Radiologic findings: Diagnosis of SMA syndrome can be done by conventional methods like barium studies.


The Signs of Barium study which suggest SMA Syndrome are-

A)      Dilatation of D1 and D2 with dilatation of stomach

B)      Delayed gastroduodenal emptying.

C)      Anti-peristaltic flow of barium proximal to obstruction.

D)      Relief of obstruction on prone/left lateral decubitus position.(17,18)

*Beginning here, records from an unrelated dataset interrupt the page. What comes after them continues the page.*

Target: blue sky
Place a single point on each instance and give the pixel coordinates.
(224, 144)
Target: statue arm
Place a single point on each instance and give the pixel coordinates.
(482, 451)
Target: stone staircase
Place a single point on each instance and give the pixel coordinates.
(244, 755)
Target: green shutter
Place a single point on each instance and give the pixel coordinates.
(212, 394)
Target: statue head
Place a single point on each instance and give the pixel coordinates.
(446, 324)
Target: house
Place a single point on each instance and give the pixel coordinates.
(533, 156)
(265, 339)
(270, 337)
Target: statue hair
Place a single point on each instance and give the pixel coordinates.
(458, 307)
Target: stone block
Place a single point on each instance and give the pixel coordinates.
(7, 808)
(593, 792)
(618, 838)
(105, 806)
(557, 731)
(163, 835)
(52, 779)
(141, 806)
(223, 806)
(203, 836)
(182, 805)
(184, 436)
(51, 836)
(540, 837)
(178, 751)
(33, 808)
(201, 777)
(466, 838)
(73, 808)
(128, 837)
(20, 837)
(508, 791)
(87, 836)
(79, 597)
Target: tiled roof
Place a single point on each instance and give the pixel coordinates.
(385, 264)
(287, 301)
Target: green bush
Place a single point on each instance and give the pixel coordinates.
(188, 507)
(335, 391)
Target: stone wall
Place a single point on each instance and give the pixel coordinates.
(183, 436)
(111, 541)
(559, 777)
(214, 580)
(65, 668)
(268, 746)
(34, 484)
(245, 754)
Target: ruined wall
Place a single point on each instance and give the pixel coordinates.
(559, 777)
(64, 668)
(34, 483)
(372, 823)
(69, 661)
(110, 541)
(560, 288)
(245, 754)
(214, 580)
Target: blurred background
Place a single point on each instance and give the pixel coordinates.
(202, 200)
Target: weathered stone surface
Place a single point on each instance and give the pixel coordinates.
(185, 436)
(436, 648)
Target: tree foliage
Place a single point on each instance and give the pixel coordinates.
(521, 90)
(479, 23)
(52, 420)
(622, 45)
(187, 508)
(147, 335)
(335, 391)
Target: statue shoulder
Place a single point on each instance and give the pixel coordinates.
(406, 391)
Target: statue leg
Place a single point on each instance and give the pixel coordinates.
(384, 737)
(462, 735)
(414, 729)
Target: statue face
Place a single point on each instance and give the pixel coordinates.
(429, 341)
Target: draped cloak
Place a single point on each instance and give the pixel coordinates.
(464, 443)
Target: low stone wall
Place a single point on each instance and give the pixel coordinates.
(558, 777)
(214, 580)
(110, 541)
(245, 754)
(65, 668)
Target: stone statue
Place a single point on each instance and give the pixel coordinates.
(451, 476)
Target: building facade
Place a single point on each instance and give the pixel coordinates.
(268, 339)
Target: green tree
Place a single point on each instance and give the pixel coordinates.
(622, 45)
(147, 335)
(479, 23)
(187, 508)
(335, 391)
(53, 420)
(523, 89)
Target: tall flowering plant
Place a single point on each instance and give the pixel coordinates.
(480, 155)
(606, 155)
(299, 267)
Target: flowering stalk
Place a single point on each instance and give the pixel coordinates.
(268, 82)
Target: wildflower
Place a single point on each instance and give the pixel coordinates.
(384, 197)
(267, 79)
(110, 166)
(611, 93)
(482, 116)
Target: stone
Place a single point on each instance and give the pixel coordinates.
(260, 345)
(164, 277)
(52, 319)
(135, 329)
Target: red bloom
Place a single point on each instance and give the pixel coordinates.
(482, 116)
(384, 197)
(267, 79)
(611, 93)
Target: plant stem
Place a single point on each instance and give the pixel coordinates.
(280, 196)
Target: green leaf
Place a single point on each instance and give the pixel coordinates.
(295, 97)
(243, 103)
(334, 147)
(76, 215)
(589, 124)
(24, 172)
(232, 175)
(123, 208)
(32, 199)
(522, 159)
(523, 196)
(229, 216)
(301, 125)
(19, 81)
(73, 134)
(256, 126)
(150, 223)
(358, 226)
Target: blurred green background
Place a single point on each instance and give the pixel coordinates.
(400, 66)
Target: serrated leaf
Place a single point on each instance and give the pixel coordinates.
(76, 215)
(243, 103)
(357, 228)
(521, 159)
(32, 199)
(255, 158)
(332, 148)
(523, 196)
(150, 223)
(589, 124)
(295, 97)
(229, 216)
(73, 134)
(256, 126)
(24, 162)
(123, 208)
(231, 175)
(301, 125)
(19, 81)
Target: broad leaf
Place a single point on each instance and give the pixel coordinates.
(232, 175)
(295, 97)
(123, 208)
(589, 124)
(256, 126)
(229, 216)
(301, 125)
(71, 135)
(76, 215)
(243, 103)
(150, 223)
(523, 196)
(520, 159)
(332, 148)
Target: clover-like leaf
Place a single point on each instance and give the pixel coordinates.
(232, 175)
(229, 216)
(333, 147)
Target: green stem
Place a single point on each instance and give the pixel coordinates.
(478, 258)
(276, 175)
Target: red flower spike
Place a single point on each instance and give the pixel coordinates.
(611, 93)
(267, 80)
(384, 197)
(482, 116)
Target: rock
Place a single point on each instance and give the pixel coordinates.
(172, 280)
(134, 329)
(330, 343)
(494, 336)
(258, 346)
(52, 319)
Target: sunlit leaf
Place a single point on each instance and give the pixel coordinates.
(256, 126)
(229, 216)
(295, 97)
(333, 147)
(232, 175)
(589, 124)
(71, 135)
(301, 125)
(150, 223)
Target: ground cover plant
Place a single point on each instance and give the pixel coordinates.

CT is the modality of choice to diagnose SMA syndrome.19,20

CT angiography is preferred with iodinated contrast and two cardinal signs are looked for – AMA (Aortomesenteric Angle) and AMD (Aortomesenteric Distance) 5

The normal AMA has been found to be 38 – 65 degrees. AMA <22 degrees is diagnosed as SMA.3, 5

The normal AMD is between 10 and 28 mm. In SMA syndrome, AMD < 8 mm is diagnostic.17, 21-22

Recent study of four cases of SMA syndrome shows the mean AMA and AMD to be 13.5 degrees and 4.4 mm.19

A note should be made that the diagnosis of SMA Syndrome should merely not be made in cases with decreased AMA and AMD with absence of clinical symptoms.5

Treatment: The initial line of management is conservative, especially in acute cases which includes nasogastric tube to decompress stomach and duodenum, electrolyte resuscitation, parenteral nutrition, postpyloric feeding, mobilisation of patient to prone and left lateral decubitus position and small liquid meals.3

If patient does not respond to conservative management, then surgical approach is the treatment opted for. Open duodenojejunostomy has been the operation of choice traditionally, laparoscopic duodenojejunostomy has also been found to be safe and effective with a 100% success rate.6,23

Another minimally invasive procedure used in SMA syndrome is Strong’s procedure which includes lysis of ligament of Treitz with mobilisation of duodenum.2


Contrast-enhanced CT Abdomen with 3D reconstruction is the choice for diagnosing SMA Syndrome. It is a non-invasive investigative modality and diagnosis of SMA can be made when other causes of duodenal obstruction have been ruled out. Diagnosis of SMA syndrome cannot be made when no clinical symptoms are present.